Beachman (twitter.com/Iwannabeontheb2)

22 Likes

aRMTZP,

I haven’t followed Unity very closely after owning it briefly at the start of 2021, then rejecting it after I gained more knowledge about the structure of the company. So I appreciate your post, as it made me look up the last 2 earnings for the general numbers. (I’ve been meaning to revisit it.)

I think it’s important to note the acquisitive nature of the company. Their platform is a hodge-podge of bolt-on products. Glancing at their site today, it’s much better now than it was a year ago, in that at least they have standardized the pricing to USD and have a unified payment system across the products. But it is still a lot of individual products to hunt through.

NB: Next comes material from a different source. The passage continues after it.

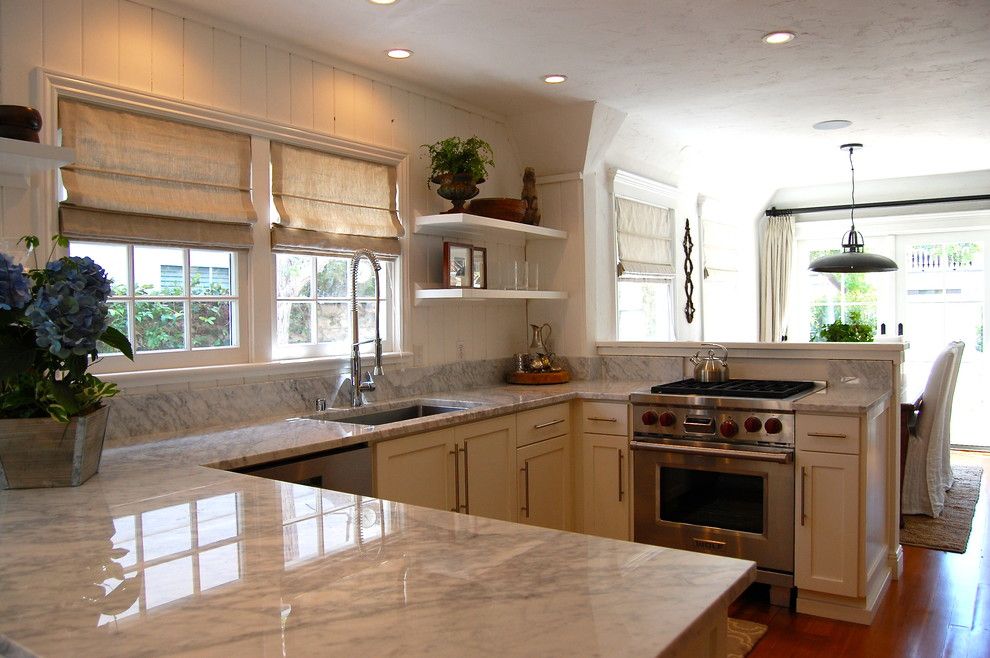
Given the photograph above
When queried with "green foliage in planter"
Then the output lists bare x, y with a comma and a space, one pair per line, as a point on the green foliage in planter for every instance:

Their Create segment is per-user subscription revenue, based on the number of designers using the system. This has been typically growing in the 30%s, with some occasional spurts to 50%. This is where you’ll see both the gaming and non-gaming adoption of their platform show up. Look at how much it jumps though… YOY growth for last 5Qs is 39% → 51% → 31% → 33% → 49%. The last 2Qs have seen an impressive acceleration (+16% and +19% QoQ). However, this segment alone isn’t that exciting to me, as the number of designers isn’t going to scale like other companies we invest in (even those with per-user pricing).

The Operate segment (ads, hosting, gaming services, etc), however, is the side of the business that can greatly scale with usage – the side of the business that is gaming-related services. They land the sub rev in Create from the game developers, then as the game succeeds, they could continue to profit in Observe from ancillary services. This was the side of the company that was most interesting to me at the time… the side of the company with the ability to scale with the usage of the platform (and the success of the games being developed).

Observe grew from 53% → 72% YoY when I was evaluating it, from the strong performance of their gaming segment. Since then, it has fallen off a cliff. After topping at 72% YoY, it has then gone +57% → +41% → +62% → +54% → 45%. Looking at QoQ, it went +12% → +9% → +25% → +1% → +5%. Not ideal! (How can it be growing +1% QoQ?! The worst QoQ growth this segment has seen in over 2yr.)

They have had a huge focus on adding more non-gaming clientele, which IMHO was not as appealing as gaming. They don’t “double benefit” from non-gaming designers, as it doesn’t feed into the full flywheel of this company (Observe segment). So it’s great to see the reacceleration in their Create segment, but if that success (as it occasionally bumps against 50%) is from the non-gaming segment, it may not be that durable. Observe is now growing slower than Create!

Anyhow, this heavy focus on non-gaming and how those users don’t feed the flywheel is ultimately why I didn’t like the company.